See how you like that, he thought when the Indian soldier fell to the ground.
The defenders felled two more Indians and for a moment the advance of the metallic object stalled. However, they lost one of their own when a plasma bolt bored through a weakened spot in the barrier and hit the fighter hiding behind it.
Before the resistance fighter hit the ground, Johnston felt a searing heat hit him just under his left armpit. He screamed as the plasma burned through his battle suit and skin and into his rib cage. The force of the bolt and the pain threw him to the ground. Before he was fully aware of what was going on, one of the resistance fighters was at his side. She held something to his neck and Johnston felt the hypo-injector shooting chemicals into his body.
The pain lessened enough that he was able to think clearly. “Thank you,” he said. “My body can take it from here.”
The woman gave him a strange look but she shrugged and turned to pick her weapon up. The resistance fighters didn’t know what made Johnston and his team so different from them, but they had seen them do enough superhuman feats that they expected the unexpected.
Johnston waited for his enhancements to kick in. Slowly at first, the remaining pain lessened, then it was gone all together. When he looked down at the large wound in his side he saw that the bleeding had stopped. It still looked ugly and was potentially fatal, but his enhancements allowed his body to shut down the pain receptors in damaged areas so that he could function. He did have enhanced healing too, but it wasn’t miraculous, if he survived the night, it would still take weeks for his body to fully heal.

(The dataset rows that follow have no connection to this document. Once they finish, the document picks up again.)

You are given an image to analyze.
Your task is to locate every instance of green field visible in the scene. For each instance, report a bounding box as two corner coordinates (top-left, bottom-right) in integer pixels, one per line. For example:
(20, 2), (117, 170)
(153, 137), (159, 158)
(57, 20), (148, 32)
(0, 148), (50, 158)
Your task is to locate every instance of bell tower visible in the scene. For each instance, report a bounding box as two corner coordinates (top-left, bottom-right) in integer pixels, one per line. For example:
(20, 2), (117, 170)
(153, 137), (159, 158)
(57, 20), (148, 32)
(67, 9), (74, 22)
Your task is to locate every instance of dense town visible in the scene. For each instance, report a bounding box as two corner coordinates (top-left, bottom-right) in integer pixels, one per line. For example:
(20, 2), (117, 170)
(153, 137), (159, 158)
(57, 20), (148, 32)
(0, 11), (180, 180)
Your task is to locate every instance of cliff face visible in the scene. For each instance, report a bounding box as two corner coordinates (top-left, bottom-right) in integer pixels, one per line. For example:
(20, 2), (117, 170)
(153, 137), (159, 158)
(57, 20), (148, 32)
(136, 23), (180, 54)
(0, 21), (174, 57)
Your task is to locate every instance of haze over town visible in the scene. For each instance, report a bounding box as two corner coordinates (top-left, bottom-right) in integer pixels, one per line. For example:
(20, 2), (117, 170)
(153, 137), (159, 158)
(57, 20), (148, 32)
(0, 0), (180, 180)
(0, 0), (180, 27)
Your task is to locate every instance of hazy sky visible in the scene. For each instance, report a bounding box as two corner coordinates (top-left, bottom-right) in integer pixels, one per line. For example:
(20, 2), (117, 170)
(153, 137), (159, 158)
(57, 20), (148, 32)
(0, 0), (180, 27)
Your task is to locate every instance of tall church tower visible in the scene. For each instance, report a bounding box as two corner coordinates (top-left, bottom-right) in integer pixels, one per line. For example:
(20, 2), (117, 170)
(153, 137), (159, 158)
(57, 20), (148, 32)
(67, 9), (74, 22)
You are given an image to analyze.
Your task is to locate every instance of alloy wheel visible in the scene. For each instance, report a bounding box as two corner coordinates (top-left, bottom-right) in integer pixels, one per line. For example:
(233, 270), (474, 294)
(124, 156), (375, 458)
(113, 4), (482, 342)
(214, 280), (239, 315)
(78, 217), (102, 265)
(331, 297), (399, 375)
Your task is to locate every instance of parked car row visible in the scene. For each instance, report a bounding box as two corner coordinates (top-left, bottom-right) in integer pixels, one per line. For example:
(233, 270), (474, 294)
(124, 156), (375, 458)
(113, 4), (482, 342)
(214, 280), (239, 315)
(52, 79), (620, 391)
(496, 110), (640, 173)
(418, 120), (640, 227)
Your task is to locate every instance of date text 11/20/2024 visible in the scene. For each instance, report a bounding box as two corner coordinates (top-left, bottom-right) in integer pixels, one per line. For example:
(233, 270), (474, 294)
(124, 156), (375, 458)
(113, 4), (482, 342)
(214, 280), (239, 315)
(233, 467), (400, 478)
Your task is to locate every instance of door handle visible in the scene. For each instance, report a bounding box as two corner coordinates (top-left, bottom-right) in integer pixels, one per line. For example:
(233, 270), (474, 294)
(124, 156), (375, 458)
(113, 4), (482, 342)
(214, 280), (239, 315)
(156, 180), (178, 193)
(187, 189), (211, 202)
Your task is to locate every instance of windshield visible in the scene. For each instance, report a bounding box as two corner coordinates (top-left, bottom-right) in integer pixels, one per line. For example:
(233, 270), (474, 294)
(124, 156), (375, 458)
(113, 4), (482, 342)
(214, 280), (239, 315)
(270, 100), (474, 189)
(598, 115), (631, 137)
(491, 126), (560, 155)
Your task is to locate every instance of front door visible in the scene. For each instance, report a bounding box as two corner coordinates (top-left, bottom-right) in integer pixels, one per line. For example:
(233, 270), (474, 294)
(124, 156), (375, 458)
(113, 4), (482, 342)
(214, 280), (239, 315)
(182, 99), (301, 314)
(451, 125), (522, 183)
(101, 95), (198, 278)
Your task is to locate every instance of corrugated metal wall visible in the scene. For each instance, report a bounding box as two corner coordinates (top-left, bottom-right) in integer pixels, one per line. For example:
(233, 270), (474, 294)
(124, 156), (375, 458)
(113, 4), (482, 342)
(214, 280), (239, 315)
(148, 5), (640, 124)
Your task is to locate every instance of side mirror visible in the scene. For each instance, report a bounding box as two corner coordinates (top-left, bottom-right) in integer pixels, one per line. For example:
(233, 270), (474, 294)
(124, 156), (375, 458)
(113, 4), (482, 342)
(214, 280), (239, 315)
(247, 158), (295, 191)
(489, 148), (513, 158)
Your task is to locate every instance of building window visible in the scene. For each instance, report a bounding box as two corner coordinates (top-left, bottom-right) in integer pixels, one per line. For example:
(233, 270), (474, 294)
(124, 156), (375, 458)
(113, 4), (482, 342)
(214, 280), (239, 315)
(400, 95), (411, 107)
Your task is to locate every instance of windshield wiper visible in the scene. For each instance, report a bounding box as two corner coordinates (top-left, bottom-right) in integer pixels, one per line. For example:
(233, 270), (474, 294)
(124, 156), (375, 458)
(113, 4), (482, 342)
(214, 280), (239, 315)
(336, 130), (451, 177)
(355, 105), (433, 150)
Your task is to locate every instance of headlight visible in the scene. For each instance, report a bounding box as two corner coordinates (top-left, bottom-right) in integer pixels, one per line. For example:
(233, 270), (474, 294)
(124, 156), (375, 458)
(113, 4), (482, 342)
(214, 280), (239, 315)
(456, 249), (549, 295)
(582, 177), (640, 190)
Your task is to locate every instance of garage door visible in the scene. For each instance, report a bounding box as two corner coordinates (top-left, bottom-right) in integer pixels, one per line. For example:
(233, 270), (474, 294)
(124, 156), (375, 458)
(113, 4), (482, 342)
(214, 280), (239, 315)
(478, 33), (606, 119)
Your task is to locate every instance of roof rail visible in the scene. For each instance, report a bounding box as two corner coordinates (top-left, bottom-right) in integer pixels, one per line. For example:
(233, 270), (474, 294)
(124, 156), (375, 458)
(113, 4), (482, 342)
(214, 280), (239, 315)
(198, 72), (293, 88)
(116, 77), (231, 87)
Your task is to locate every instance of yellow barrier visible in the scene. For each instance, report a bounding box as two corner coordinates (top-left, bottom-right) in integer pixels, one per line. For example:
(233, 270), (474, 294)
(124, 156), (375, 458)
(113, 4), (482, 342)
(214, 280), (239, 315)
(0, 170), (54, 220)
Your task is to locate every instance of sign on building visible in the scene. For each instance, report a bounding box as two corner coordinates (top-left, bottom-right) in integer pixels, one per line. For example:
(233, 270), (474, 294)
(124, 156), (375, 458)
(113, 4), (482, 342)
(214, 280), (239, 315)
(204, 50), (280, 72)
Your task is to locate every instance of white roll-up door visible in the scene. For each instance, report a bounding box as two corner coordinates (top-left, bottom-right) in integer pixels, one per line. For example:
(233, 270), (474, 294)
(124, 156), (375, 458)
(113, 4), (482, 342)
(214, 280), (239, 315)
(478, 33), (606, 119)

Satisfied the pain was gone, Johnston pushed himself back into a sitting position to see what was going on. The Indians had given up on pouring fire into the defenders. Instead they had reorganized themselves and the barrier was moving closer to the guard position.
“They’re working to get close enough to lob flashbangs over our barrier an
d charge us again,” Johnston shouted. “Time for that missile. Hit the cave ceiling right above them.”
“With pleasure,” the soldier holding the SAM said. Without waiting for any further orders, he stood up and aimed the SAM where Johnston had instructed him.
Johnston and the rest of the fighters ducked behind the barrier for cover. A grin of satisfaction spread across the fighter’s face as he fired the SAM up the tunnel. The explosion caused shockwaves that rumbled under Johnston’s feet and debris pummeled the barrier and shot past it to fly deeper into the cave.
In his jubilation, the resistance fighter who fired the SAM had stayed standing to see the effect of his weapon. As Johnston looked on, a fist sized boulder bounced off his head bashing in his skull. Johnston shook his head, the fighter had been brave, but foolish.